As Venus moves along on its orbit around the Sun, from Earth it is disappearing more and more each evening into the Sun’s glare. At the same time, mighty Mercury is fast pulling away and will reach greatest Eastern elongation of 23.6 degrees from the Sun on Thursday 4th of June. Around this time then, is the best time to view Mercury since it will be at its highest point above the horizon at sunset in the evening sky. Warning! — NEVER use a telescope or binoculars while the Sun is still above the horizon, instant blindness can occur.
The closest planet to the Sun, Mercury’s orbital distance is about 58 million kilometres, about one third of the Earth’s distance. This means it’s ‘Year’ (length of time it takes to orbit the Sun) is just 88 days!

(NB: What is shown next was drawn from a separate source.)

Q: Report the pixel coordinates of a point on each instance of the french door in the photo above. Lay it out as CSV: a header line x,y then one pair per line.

Visibility problems increase at higher latitudes like ours, where Mercury’s proximity to an often cloud-strewn horizon makes naked eye viewing a real challenge. However, due to the noticeably more transparent atmosphere due to the reduction in air travel and industry during the Covid-19 pandemic lockdown, it’s a little easier to spot on the horizon.
The spring (evening) and autumn (morning) appearances of Mercury are the best times to see it, when the geometry of the Earth, Sun and Mercury ensures the planet is at its highest above the horizon, improving chances of spotting it. Knowing the times and dates of its appearance is essential to have a chance of seeing this elusive planet. This information is found in most astronomical journals and web sites. (You may also contact the club for help). As for Thursday 4th, by 22:25 the sky will have ‘darkened’ sufficiently enough that you should be able to spot it. At this time, it will be 10 degrees in Altitude (about the same height as a closed fist held at arm’s length on the horizon) and +299deg Azimuth (WNW) – use a compass to find this bearing. Alternatively, there are several astronomy Apps for your phone that are great for locating celestial objects in real time as you hold it up to the sky. Sky View, Sky Walk, Sky Safari are but some available. My personal favourite is Stellarium. While this does not have a ‘live view’ feature, it is a fantastic planetarium program for PC and phone that I use regularly when planning my observing.